History of Network Time
The hardware clock is updated once per second and cannot display fractions of a second. Its timing uncertainty is determined by the quality of the crystal oscillator it uses as its time base. These crystals cost less than $1 in single quantities and offer only marginal timekeeping performance. They are sensitive to temperature and other factors, and their frequency uncertainty is not likely to be better than 1 x 10-5 (about 1 second per day). In actual operation, most hardware clocks gain or lose about 5 to 15 seconds per day, with 10 seconds per day being typical. Although the hardware clock usually outperforms the software clock, its performance pales in comparison to even a low-cost wristwatch. See this NIST document for some background.

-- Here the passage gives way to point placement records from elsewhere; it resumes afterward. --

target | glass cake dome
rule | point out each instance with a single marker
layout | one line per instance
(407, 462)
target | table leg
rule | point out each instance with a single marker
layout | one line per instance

Professor David L. Mills has been working on this problem for over 30 years. The software that he and our group of volunteers have produced does a remarkably good job at keeping clocks synchronized. The software and the “rules” it follows are known as the Network Time Protocol (NTP).
I’m Harlan Stenn, and I started working with NTP around 1990. By 1996 I had become “The Janitor of NTP”. While my title has changed a few times since then, Network Time remains a passion of mine. Along the way, some new approaches to keeping accurate time on computers have presented themselves and it became obvious to me and others that Network Time Protocal needed to grow and evolve to work with these new approaches.
Having the correct time on most computers is essential. Time is used for many different types of security and audit-trail purposes and also for access control and proper “sequencing” of events.
A few years ago we realized that our workload was ever-increasing and that it was outstripping our ability to stay on top of things as a simple ad-hoc group of volunteers. In an attempt to develop a funding source for Network Time, I started the NTP Forum at Internet Systems Consortium (ISC). But NTP was an “unfunded mandate” at ISC and ISC had other priorities. It became clear that Network Time needed its own vehicle to move forward.
By June of 2011, I had created Network Time Foundation, with the specific purpose to provide direct services and support to improve the state of accurate computer network timekeeping in the general community. In 2014 we were approved for 501(c) (3) Non-Profit status with the U.S. Government.
Network Time Foundation is all about advancing and supporting these efforts. The scope of this work ranges from helping to craft the precise description of how to exchange time (standardizing protocols and behaviors), writing high-quality software and documentation, understanding and accommodating how things behave in a wide variety of real-world situations and helping people and organizations trust that they have reliable and accurate timestamps. We do our level best to make sure that Network Time is running, ready, and available to everyone who needs it.